XIII. Sur les dépens et frais irrépétibles
En qualité de partie succombante pour l'essentiel, la société SPX Flow Technology est condamnée aux entiers dépens, tant de première instance que d'appel.
Par suite, la société SPX Flow Technology est condamnée à payer à M. [Y] la somme de 2 000 euros sur le fondement de l'article 700 du code de procédure civile, en supplément de la somme allouée en première instance.

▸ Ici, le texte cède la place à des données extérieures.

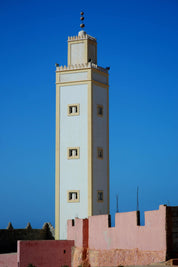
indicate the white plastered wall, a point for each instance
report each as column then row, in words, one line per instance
column 100, row 140
column 73, row 172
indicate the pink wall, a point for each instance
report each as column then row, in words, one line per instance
column 44, row 253
column 78, row 232
column 8, row 260
column 126, row 234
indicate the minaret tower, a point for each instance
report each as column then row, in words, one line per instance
column 82, row 134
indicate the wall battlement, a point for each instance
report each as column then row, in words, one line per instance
column 10, row 236
column 155, row 241
column 80, row 66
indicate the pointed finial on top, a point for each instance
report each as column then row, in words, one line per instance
column 82, row 25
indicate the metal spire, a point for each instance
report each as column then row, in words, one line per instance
column 82, row 25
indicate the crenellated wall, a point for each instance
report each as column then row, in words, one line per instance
column 10, row 236
column 127, row 243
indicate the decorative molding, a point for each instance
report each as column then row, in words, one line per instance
column 82, row 37
column 81, row 66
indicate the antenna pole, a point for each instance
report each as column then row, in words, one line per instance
column 137, row 199
column 117, row 203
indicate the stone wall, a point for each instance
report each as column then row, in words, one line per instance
column 10, row 236
column 127, row 243
column 44, row 253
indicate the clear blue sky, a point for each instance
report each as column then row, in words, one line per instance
column 139, row 41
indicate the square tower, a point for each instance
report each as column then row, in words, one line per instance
column 82, row 135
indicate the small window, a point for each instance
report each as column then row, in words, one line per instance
column 100, row 110
column 73, row 196
column 73, row 152
column 73, row 109
column 99, row 153
column 100, row 197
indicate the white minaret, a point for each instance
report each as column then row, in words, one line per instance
column 82, row 134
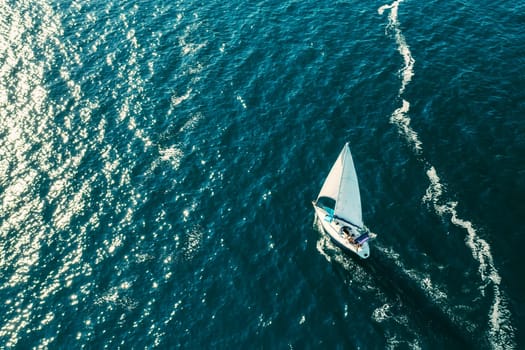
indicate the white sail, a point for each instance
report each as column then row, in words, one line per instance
column 341, row 185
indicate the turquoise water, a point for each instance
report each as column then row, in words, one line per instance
column 158, row 161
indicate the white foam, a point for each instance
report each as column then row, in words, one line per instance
column 402, row 121
column 501, row 331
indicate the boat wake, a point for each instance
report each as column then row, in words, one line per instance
column 501, row 331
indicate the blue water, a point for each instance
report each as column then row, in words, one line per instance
column 158, row 160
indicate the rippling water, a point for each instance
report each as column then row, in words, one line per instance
column 158, row 159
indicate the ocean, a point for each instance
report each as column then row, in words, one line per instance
column 158, row 160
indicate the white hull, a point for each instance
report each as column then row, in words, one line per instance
column 333, row 229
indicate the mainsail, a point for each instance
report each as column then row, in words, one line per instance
column 341, row 185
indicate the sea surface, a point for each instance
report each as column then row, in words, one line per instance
column 158, row 160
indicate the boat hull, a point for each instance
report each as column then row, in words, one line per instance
column 333, row 228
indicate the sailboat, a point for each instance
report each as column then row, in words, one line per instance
column 338, row 207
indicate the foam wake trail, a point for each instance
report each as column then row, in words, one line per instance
column 501, row 331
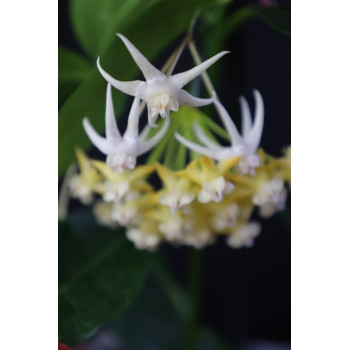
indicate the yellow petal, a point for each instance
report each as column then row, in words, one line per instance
column 225, row 165
column 208, row 167
column 167, row 176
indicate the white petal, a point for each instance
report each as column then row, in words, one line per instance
column 100, row 142
column 197, row 148
column 204, row 138
column 228, row 122
column 246, row 117
column 149, row 71
column 144, row 133
column 255, row 135
column 112, row 132
column 133, row 88
column 132, row 129
column 186, row 99
column 181, row 79
column 149, row 144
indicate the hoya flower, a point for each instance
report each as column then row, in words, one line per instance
column 145, row 236
column 122, row 151
column 206, row 174
column 103, row 214
column 226, row 218
column 270, row 197
column 177, row 193
column 244, row 145
column 162, row 93
column 119, row 187
column 82, row 186
column 244, row 235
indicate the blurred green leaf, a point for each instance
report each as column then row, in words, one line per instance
column 100, row 275
column 94, row 22
column 72, row 70
column 151, row 32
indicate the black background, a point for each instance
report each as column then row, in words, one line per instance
column 246, row 292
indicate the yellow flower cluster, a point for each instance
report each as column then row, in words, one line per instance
column 193, row 206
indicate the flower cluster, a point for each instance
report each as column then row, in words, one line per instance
column 215, row 194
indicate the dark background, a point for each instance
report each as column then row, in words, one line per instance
column 255, row 281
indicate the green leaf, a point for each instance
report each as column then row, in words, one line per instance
column 100, row 275
column 151, row 32
column 94, row 22
column 72, row 70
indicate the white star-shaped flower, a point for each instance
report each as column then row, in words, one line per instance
column 245, row 145
column 122, row 151
column 162, row 93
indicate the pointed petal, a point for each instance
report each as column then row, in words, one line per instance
column 202, row 136
column 83, row 160
column 228, row 122
column 196, row 148
column 144, row 133
column 176, row 55
column 148, row 70
column 132, row 130
column 186, row 99
column 149, row 144
column 133, row 88
column 112, row 132
column 181, row 79
column 254, row 136
column 246, row 117
column 99, row 142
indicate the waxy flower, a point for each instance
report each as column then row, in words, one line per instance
column 83, row 185
column 162, row 93
column 245, row 145
column 122, row 151
column 210, row 177
column 270, row 197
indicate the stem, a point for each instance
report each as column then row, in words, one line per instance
column 63, row 198
column 195, row 279
column 204, row 75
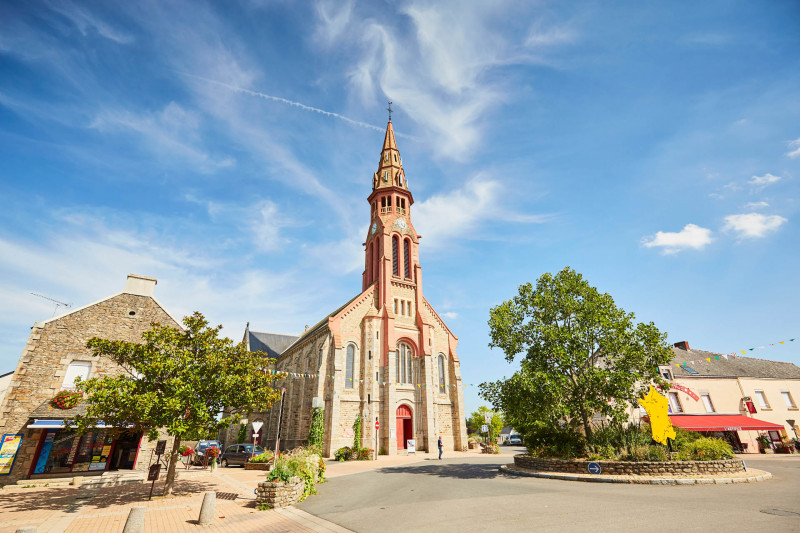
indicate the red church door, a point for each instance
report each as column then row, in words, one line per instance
column 405, row 428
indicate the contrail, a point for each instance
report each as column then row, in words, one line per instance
column 289, row 102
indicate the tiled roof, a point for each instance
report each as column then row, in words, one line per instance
column 719, row 365
column 271, row 343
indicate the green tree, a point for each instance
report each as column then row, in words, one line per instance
column 179, row 380
column 580, row 355
column 478, row 418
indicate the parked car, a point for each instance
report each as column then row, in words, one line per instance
column 200, row 449
column 239, row 454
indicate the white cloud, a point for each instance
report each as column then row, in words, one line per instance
column 440, row 73
column 460, row 212
column 84, row 20
column 753, row 225
column 794, row 146
column 691, row 236
column 171, row 132
column 763, row 181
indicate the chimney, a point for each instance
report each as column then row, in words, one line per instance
column 140, row 285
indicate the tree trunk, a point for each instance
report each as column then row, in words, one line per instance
column 173, row 462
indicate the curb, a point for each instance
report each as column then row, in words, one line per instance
column 507, row 469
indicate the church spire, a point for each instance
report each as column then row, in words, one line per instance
column 390, row 167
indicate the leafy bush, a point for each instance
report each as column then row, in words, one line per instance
column 262, row 458
column 316, row 434
column 706, row 449
column 343, row 454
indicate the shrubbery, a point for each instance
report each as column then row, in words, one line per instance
column 300, row 462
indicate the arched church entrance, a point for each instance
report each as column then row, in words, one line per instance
column 405, row 427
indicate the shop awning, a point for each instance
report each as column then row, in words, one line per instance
column 721, row 423
column 55, row 424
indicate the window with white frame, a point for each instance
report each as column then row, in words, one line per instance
column 674, row 403
column 404, row 374
column 787, row 397
column 706, row 398
column 76, row 369
column 762, row 400
column 350, row 364
column 442, row 384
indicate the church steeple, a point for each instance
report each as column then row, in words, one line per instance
column 390, row 167
column 391, row 243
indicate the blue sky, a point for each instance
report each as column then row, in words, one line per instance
column 228, row 150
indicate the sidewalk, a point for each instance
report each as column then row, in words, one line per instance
column 105, row 509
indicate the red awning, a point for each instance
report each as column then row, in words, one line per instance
column 721, row 423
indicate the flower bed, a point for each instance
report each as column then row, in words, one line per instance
column 627, row 468
column 278, row 494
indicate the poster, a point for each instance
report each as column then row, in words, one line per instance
column 44, row 453
column 8, row 452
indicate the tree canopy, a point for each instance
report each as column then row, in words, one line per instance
column 580, row 355
column 477, row 419
column 179, row 380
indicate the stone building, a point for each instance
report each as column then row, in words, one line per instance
column 53, row 357
column 386, row 354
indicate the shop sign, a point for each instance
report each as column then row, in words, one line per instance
column 44, row 453
column 687, row 390
column 8, row 452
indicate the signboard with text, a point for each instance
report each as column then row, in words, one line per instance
column 8, row 452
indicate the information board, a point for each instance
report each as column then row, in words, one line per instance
column 8, row 452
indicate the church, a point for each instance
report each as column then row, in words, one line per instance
column 385, row 354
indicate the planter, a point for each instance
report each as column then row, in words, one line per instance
column 258, row 466
column 278, row 494
column 621, row 468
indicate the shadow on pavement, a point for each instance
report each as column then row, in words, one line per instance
column 447, row 470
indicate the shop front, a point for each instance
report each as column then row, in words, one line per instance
column 740, row 431
column 62, row 450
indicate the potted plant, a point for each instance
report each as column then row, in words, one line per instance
column 212, row 453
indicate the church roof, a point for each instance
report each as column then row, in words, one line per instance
column 272, row 343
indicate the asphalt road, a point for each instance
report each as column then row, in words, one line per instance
column 470, row 494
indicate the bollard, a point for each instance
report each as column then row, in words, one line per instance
column 207, row 509
column 135, row 521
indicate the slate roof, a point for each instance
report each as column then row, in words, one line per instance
column 271, row 343
column 736, row 367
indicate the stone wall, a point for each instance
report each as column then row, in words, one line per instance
column 278, row 494
column 621, row 468
column 53, row 345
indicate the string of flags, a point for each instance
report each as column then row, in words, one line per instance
column 732, row 355
column 303, row 375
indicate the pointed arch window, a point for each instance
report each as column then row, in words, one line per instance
column 442, row 383
column 349, row 366
column 407, row 257
column 395, row 265
column 404, row 374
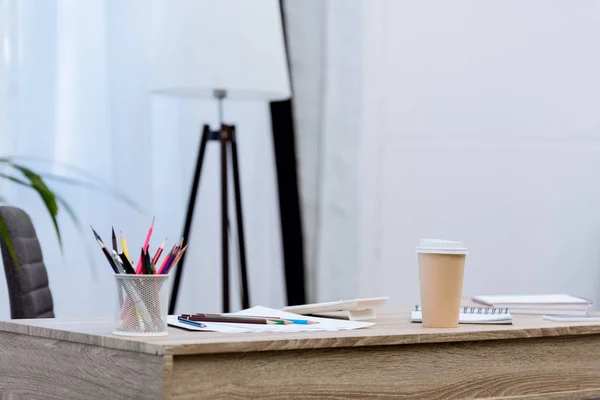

La société SPX Flow Technology est quant à elle débouté de sa demande d'indemnité procédurale.
PAR CES MOTIFS
LA COUR
Statuant dans les limites de l'appel, publiquement, par arrêt contradictoire mis à disposition au greffe,
Infirme le jugement en ses dispositions relatives aux heures supplémentaires pour 2012, 2013 et 2014, au travail dissimulé, aux dommages et intérêts pour manquement de l'employeur à la législation sur les repos minimaux et durée de travail maximales, à l'indemnité de travail dissimulé, aux dommages et intérêts pour licenciement sans cause réelle et sérieuse, à l'indemnité spéciale de licenciement et à l'indemnité compensatrice, au rappel de congés payés et RTT, aux chèques vacances, à l'indemnité pour absence de convocation aux réunions du CHSCT, à la remise de documents rectifiés, aux intérêts moratoires,
Statuant à nouveau de ces chefs :
Condamne la société SPX Flow Technology à payer à M. [Y] les sommes de :
903,51 euros au titre des heures supplémentaires 2012,
2 967,32 euros au titre des heures supplémentaires 2013,
566,99 euros au titre des heures supplémentaires 2014,
2 000 euros à titre de dommages et intérêts au titre du non respect par l'employeur de la législation sur les repos minimaux et durée de travail maximales,
60 000 euros net à titre de dommages et intérêts pour licenciement sans cause réelle et sérieuse,
178,91 euros brut au titre du rappel de congés payés et RTT,
227,04 euros au titre des chèques vacances,
200 euros à titre d'indemnité pour absence de convocation aux réunions du CHSCT,
Déboute M. [Y] de sa demande d'indemnité forfaitaire pour travail dissimulé,
Condamne la société SPX Flow Technology à remettre à M. [Y] une attestation Pôle emploi et un bulletin de salaire rectifié reprenant l'ensemble des modifications attendues, étant précisé que la rectification doit porter tant sur la créance d'heures supplémentaires que sur celle afférente au maintien de salaire au titre de la prévoyance, cela dans un délai d'un mois à compter de la notification du présent arrêt,
Dit que passé ce délai d'un mois, l'obligation de remise est assortie d'une astreinte de 30 euros par jour et par type de document, cela pour une durée maximale de 6 mois,
Dit que les sommes à caractère salarial porteront intérêts au taux légal à compter de la convocation de l'employeur devant le bureau d'orientation et de conciliation et celles à caractère indemnitaire à compter du jugement pour celles confirmées et à compter du présent arrêt pour celles prononcées,
Dit que les intérêts échus pour au moins une année entière porte eux-mêmes intérêts au taux légal à compter du présent arrêt,
Confirme le jugement pour le surplus des dispositions frappées d'appel,
Et y ajoutant,
Rejette la demande d'irrecevabilité générale formée par la société SPX Flow Technology à l'encontre des demandes de M. [Y],
Dit que le licenciement est dépourvu de cause réelle et sérieuse,
Ordonne le remboursement par l'employeur fautif aux organismes intéressés des indemnités de chômage versées au salarié licencié, du jour de son licenciement au jour du jugement prononcé, à hauteur de six mois d'indemnités de chômage,
Condamne la société SPX Flow Technology aux dépens, tant de première instance que d'appel,
Condamne la société SPX Flow Technology à payer à M. [Y] la somme de 2 000 euros sur le fondement de l'article 700 du code de procédure civile, au titre de la procédure d'appel,
Déboute la société SPX Flow Technology de sa demande d'indemnité procédurale.